Where communities thrive


  • Join over 1.5M+ people
  • Join over 100K+ communities
  • Free without limits
  • Create your own community
People
Repo info
Activity
P. Oscar Boykin
@johnynek
@kailuowang
I'll look at them.
Kai(luo) Wang
@kailuowang
I created a ticket to track / facilitate discussion on this issue
typelevel/cats#1879
Usman Ijaz
@uijaz59_twitter

Hi,

I am new to these algorithms and curious about the differences between Sliding HyperLogLog(https://hal.archives-ouvertes.fr/hal-00465313/file/sliding_HyperLogLog.pdf) vs HyperLogLog Series. I want to create thousands of counters for providing sliding window based cardinality estimation. e.g. cardinality estimate for last 30 days, last 7 days and last 24 hours.
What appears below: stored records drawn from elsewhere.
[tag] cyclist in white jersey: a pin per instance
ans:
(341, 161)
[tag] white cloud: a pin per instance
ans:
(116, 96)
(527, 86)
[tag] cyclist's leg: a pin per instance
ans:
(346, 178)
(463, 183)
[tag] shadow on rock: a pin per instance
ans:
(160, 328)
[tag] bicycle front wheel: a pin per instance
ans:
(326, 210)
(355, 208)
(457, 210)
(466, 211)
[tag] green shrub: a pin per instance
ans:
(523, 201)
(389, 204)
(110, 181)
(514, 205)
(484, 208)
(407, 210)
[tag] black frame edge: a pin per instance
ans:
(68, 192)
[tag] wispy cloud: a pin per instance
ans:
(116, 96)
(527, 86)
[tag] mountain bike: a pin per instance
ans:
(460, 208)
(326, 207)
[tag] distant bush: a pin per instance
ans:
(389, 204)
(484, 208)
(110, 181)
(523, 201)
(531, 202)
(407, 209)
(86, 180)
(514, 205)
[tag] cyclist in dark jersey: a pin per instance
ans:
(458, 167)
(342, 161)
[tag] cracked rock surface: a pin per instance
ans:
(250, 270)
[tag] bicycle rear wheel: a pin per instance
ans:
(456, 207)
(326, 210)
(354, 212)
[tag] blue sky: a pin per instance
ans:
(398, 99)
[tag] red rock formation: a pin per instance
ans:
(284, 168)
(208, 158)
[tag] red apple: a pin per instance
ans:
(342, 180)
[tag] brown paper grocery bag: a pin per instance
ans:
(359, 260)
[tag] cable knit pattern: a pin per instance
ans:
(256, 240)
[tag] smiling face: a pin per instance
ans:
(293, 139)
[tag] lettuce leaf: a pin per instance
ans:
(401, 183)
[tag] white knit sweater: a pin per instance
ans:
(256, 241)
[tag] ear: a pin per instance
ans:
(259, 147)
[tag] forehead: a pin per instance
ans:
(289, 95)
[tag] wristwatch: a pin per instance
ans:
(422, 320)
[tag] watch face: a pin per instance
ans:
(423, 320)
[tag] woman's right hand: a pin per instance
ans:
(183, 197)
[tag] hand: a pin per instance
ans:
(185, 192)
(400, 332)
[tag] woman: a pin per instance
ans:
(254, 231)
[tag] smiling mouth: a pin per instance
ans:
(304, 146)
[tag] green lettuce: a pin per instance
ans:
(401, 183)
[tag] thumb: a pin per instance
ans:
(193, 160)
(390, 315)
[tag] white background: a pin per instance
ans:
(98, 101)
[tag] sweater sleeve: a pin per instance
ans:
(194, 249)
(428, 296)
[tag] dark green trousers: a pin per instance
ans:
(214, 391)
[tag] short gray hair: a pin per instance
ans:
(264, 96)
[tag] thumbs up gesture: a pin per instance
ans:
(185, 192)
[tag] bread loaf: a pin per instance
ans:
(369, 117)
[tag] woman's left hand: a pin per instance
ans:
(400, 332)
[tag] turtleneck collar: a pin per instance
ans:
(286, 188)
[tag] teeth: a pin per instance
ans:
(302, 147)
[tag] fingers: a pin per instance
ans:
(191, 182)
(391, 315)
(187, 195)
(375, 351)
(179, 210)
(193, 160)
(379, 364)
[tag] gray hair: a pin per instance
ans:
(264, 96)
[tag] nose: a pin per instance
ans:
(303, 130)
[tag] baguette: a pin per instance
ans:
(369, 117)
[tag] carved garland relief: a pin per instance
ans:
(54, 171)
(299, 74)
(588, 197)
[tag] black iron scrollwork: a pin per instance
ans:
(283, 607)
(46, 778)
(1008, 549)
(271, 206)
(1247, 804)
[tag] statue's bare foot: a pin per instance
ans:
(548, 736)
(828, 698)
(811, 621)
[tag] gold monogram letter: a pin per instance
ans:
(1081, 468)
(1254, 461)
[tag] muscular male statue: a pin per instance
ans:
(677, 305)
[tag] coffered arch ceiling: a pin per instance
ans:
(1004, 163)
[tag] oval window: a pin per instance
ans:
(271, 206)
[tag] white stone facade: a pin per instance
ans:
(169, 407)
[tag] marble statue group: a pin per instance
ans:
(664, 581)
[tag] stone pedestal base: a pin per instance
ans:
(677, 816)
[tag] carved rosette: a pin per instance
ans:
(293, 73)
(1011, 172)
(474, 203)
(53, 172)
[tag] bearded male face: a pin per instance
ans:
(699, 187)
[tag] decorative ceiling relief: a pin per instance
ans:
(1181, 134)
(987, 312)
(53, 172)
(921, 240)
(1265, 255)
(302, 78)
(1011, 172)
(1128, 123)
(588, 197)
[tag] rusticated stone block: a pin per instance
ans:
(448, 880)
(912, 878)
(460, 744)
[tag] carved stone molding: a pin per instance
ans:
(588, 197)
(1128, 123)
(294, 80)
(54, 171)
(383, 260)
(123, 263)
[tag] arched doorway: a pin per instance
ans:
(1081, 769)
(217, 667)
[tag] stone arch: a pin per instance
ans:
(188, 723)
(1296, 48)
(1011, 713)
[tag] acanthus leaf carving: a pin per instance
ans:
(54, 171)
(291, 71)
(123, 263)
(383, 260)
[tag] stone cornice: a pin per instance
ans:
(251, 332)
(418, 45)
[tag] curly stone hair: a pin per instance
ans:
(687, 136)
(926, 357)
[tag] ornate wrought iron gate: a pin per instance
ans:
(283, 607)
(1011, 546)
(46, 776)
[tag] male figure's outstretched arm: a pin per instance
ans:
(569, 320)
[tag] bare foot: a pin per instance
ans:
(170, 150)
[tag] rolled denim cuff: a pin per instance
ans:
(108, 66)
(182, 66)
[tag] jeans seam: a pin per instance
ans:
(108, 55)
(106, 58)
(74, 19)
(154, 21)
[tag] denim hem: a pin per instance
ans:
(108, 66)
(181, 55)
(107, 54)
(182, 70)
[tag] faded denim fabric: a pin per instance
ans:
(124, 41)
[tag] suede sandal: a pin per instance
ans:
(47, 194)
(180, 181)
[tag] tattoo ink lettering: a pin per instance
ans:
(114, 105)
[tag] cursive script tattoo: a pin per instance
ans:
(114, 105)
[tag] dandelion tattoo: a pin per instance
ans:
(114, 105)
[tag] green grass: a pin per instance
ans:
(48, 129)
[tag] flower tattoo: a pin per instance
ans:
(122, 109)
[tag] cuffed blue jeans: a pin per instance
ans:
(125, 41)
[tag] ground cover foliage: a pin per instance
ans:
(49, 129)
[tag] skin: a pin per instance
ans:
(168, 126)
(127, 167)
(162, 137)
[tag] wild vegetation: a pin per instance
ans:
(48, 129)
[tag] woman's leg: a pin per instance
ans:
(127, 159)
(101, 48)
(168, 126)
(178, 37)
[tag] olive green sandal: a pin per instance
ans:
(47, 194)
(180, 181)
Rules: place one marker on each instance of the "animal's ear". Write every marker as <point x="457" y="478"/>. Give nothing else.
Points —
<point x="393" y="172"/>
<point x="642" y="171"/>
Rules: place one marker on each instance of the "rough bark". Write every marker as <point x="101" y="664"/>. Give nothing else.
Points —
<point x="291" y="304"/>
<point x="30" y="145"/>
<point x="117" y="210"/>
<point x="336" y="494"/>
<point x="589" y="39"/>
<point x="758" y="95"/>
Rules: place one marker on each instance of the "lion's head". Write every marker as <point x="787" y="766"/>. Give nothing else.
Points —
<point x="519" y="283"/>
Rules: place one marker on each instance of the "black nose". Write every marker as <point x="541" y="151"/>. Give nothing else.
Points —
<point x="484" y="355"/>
  • Will the hyperloglog series evict/forget the older data for example in my case data older then 30 days?
  • Does the size of hyperloglog series increase with time? For a 12 bit counter, what would be the minimum and maximum size?

I am trying to find the answers to these questions and it would be really helpful if I get a quick response.

Thanks.

Shumon Madzhumder
@shumn

Hey, I have a case class Thing(name: String). I need to "reduce" a Set[Thing] into a Set[Thing] where resultant set is the one with a max count of identical names. That is,

Set(Thing("Cory"), Thing("Cory"), Thing("Ahmad"), Thing("Kevin"), Thing("Kevin")) "reduces" to
Set(Thing("Cory"), Thing("Cory"), Thing("Kevin"), Thing("Kevin")).

How do I neatly put this into one of the structures defined in algebird?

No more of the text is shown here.